Tigre diente de sable, conocido también como “esmilodonte”. Este gatito de 400 kilos era una vez y media mayor a un león adulto.

Oso o arctodus, un animal úrsido que estuvo en esta región y que solía pesar unos 600 kilos. En Sudamérica sólo queda una especie de osos, “el oso de anteojos”, que vive en la zona Andina.
Megaterio, un perezoso gigante que medía unos 6 metros y pesaba 3 toneladas.

Gliptodonte, pariente directo de la mulita o tatú carreta. Hubo muchas especies de éste mamífero. Lo notable es que el desarrollo de estos animales se dio en la Pampa y desde aquí emigró. Hace 3 millones de años cuando se forma el Istmo de Pananá los gliptodonte llegaron a América del Norte y los mamíferos habitantes de aquella zona bajaron al sur.

Mastodontes, o mamut americano. Estos elefantes lanudos, de menor porte a los existentes en África, podían pesar hasta 4 toneladas.

Macrauquenia, un camélido de una tonelada que por su ubicación de las fosas nasales podría haber tenido trompa.

Toxodonte, una mezcla de rinoceronte e hipopótamo de una tonelada.

Equinae, el caballo americano con probables manchas como cebra.

La extinción

La desaparición de la megafauna sudamericana sigue siendo una gran pregunta. Hay dos teorías que se relacionan entre sí sobre el fin de estos animales. Una es la del cambio climático y la otra es la posible sobre matanza que el humano hizo a ellos. Según especialistas los grandes animales estaban en retroceso por las condiciones del clima y la llegada del homo sapiens al continente sólo fue el golpe de gracia en el exterminio.
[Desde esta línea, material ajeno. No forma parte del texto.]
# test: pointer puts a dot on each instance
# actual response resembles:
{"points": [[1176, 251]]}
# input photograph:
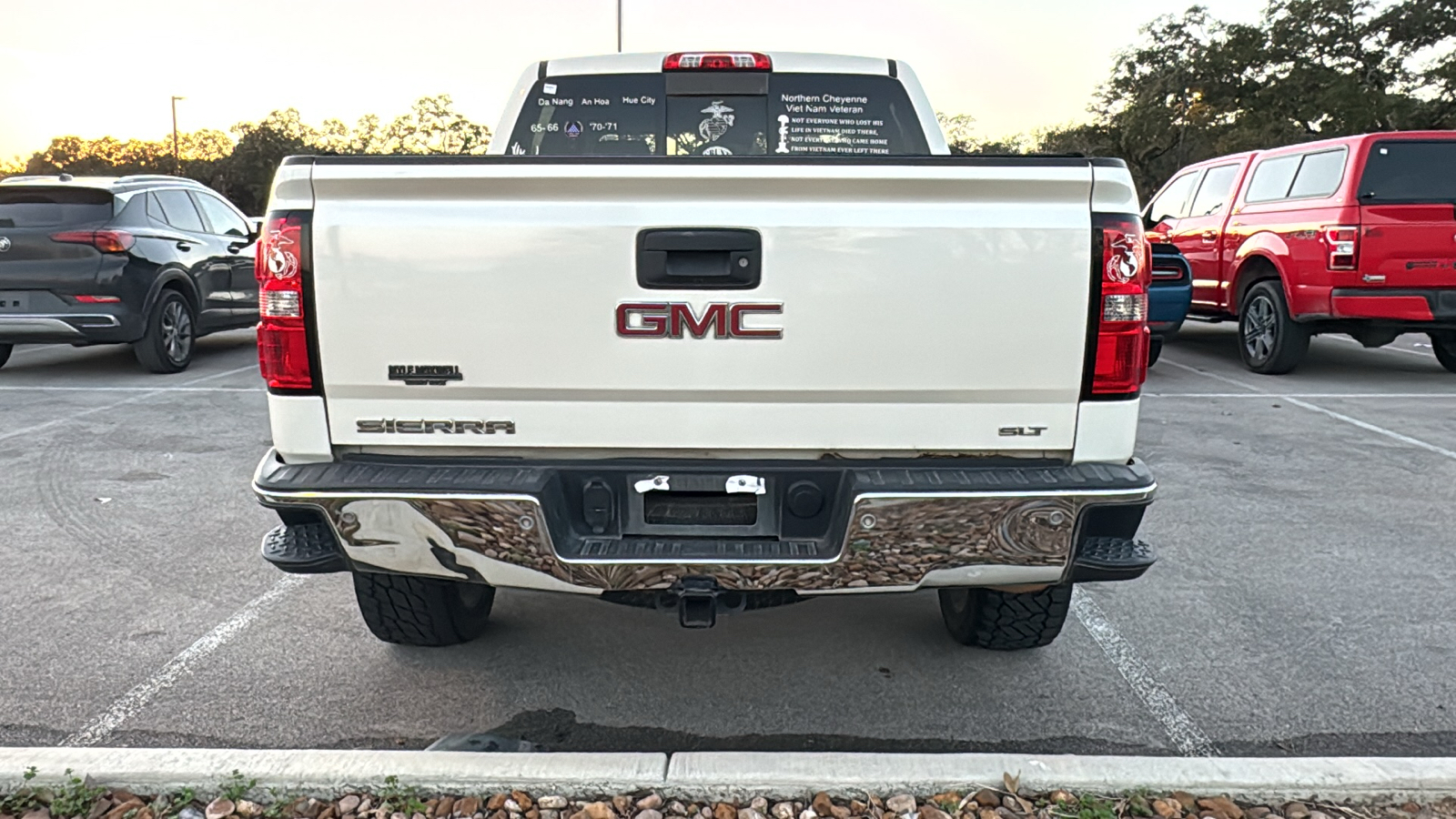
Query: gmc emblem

Y al final, nunca hay final

En forma de conclusión podríamos decir que por estas tierras, justo ahora dónde estás parado hace tan solo 8 mil años un toxodonte se daba un baño de barro, o en la parada del 143 de calle Eva Perón y San Martín un tigre diente de sable se merendaba un armadillo de grandes proporciones, o plena plaza 9 de julio un extraño camello trompudo deshojaba un pobre árbol desprovisto de toda defensa.
No está nada mal imaginar. Sabernos que antes de todos nosotros hubo una pradera y un bosque fértil lleno animales que lo poblaron. El futuro nos seguirá contando el pasado en cada hallazgo, y continuaremos siendo en éste paraje planetario parte de una extraña paradoja, una simple y compleja realidad donde los humanos somos un eslabón más.